Selection of Grid Forming Energy Storages

[0039] With reference to FIG. 3, following a fault and/or during islanding, detected at the PCC breaker 7, the network controller 4 calculates reference values for the first and second energy storages 2a and 2b, resulting in that the second energy storage 2b, as controlled by the second storage controller 3b, changes mode to grid forming mode while the first energy storage 2a, as controlled by the first storage controller 3a, remains in its present mode e.g. voltage control mode. This could be decided due to location of the loads and SoC of the respective storages 2a and 2b. For large and foreseeable disturbances, as when the microgrid is islanded, the reference values may be precalculated for immediate implementations.

EXAMPLE 3

Selection of Energy Storages for Damping Control

[0040] With reference to FIG. 4, in which the power grid 6 with which the microgrid 1 is connected at the PCC 7 is another microgrid, the network controller 4 which controls both microgrids 1 and 6 calculates reference values for energy storages 2 of both microgrids 1 and 6, resulting in the selection of the second energy storage 2b of microgrid 1 and the third energy storage 2c of the power grid 6 for an inter area mode oscillation damping measured at the two remote locations RL1 and RL2 on either side of the PCC 7. The action performed by the second and third energy storages 2a and 2c could for instance be change in power injection at different frequencies, as illustrated in FIG. 5.
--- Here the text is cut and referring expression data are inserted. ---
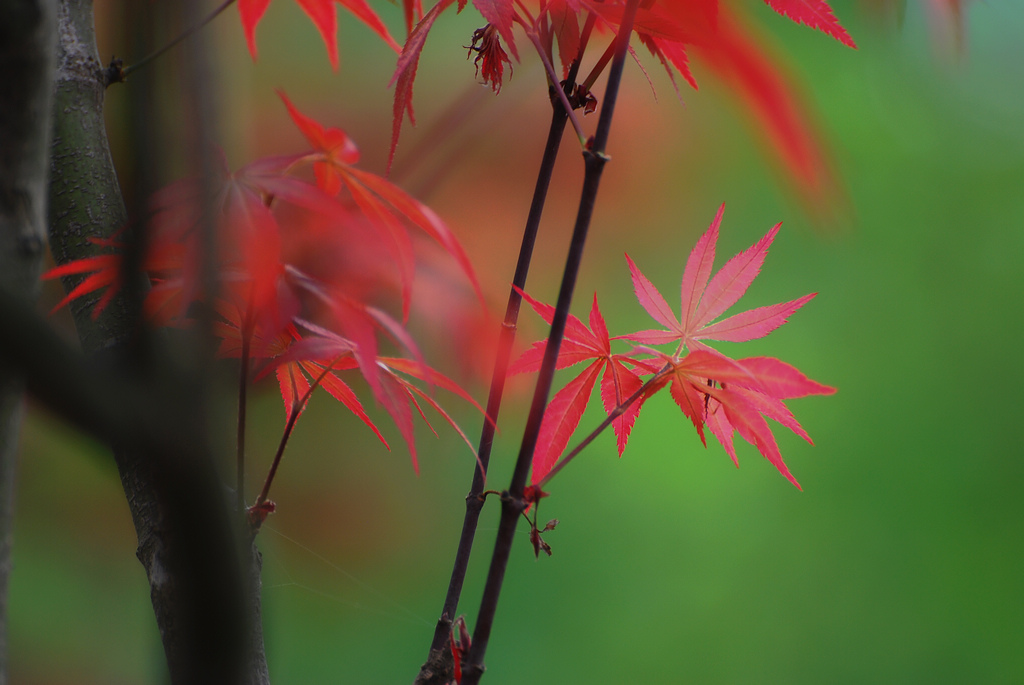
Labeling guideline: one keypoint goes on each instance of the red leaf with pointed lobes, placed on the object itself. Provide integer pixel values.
(560, 420)
(379, 200)
(704, 298)
(747, 420)
(782, 381)
(814, 13)
(404, 73)
(565, 29)
(770, 97)
(617, 384)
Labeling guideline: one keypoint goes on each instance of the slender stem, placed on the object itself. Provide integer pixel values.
(241, 440)
(145, 60)
(588, 83)
(474, 503)
(617, 412)
(559, 92)
(292, 418)
(512, 505)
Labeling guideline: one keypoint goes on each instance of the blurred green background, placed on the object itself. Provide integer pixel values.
(902, 561)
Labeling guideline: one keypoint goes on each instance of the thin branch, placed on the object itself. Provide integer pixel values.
(512, 505)
(615, 413)
(439, 654)
(241, 438)
(559, 92)
(188, 33)
(297, 407)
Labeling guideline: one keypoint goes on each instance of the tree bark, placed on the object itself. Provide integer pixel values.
(27, 39)
(204, 582)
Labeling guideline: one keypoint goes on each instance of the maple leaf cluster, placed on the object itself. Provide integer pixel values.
(671, 30)
(300, 268)
(714, 391)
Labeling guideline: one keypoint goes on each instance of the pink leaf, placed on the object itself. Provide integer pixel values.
(499, 13)
(697, 270)
(732, 280)
(754, 323)
(782, 381)
(404, 73)
(650, 299)
(617, 385)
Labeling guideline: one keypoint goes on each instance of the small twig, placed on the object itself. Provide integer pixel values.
(124, 72)
(289, 426)
(559, 92)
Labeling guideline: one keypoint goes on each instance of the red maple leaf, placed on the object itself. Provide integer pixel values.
(704, 298)
(379, 200)
(565, 410)
(711, 389)
(325, 18)
(814, 13)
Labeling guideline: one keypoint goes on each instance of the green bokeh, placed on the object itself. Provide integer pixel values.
(900, 562)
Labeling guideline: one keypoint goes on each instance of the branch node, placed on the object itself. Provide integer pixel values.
(115, 73)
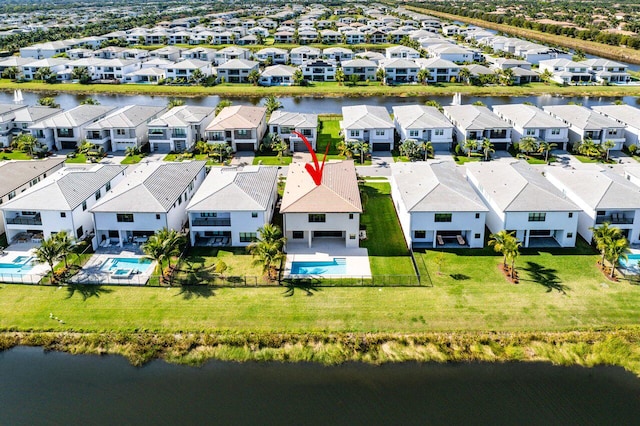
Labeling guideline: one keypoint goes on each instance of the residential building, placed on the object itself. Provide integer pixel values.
(179, 128)
(478, 123)
(283, 124)
(231, 204)
(522, 201)
(370, 124)
(243, 127)
(326, 212)
(585, 123)
(60, 202)
(436, 206)
(423, 123)
(151, 197)
(531, 121)
(603, 196)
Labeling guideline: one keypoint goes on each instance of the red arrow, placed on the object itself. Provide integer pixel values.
(316, 170)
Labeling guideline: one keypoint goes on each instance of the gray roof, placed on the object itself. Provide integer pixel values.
(66, 189)
(127, 117)
(439, 187)
(599, 189)
(420, 117)
(518, 187)
(14, 174)
(582, 117)
(249, 189)
(150, 188)
(528, 116)
(294, 119)
(473, 117)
[0041] With reference to FIGS. 6 and 7, method embodiments of the present invention, performed in/by the network controller 4 or any or each of the storage controllers 3 are presented below.

[0042] FIG. 6 is a flow chart illustrating a method performed by a network controller 4 of the electrical power microgrid 1 comprising a plurality of energy storages 2. Each energy storage is associated with (controlled by) a respective storage controller 3. The method comprises receiving S1 information about a measurement made at a remote location RL in the microgrid. The method also comprises obtaining S2 respective participation factors in respect of the remote location for each of at least a first energy storage 2a and a second energy storage 2b of the plurality of energy storages. The method also comprises obtaining S3 respective states of charge of each of said at least first and second energy storages, to ensure the calculated S4 reference values based on system disturbance and participation factor of the storage can be archived (otherwise they are adjusted accordingly). The method also comprises, for each of the at least first and second energy storages 2a or 2b, calculating S4 a reference value for the energy storage and sending S5 the reference value to the storage controller 3a or 3b with which the energy storage is associated. The calculating S4 comprises calculating the reference value based on the obtained S2 participation factors and the obtained S3 states of charge.

[0043] FIG. 7 is a flow chart illustrating a method performed by a storage controller 3 associated with an energy storage 2 in the electrical microgrid 1. The method comprises controlling S11 the energy storage based on a preset reference value. The method also comprises, from a network controller 4 of the microgrid, receiving S12 an updated reference value. The method also comprises receiving S13 information about a measurement made at a local location LL. The method also comprises adjusting S14 the preset reference value based on both the received S12 updated reference value and the received S13 measurement information. The method also comprises controlling S15 the energy storage based on the adjusted S14 reference value.

[0044] The present disclosure has mainly been described above with reference to a few embodiments. However, as is readily appreciated by a person skilled in the art, other embodiments than the ones disclosed above are equally possible within the scope of the present disclosure, as defined by the appended claims.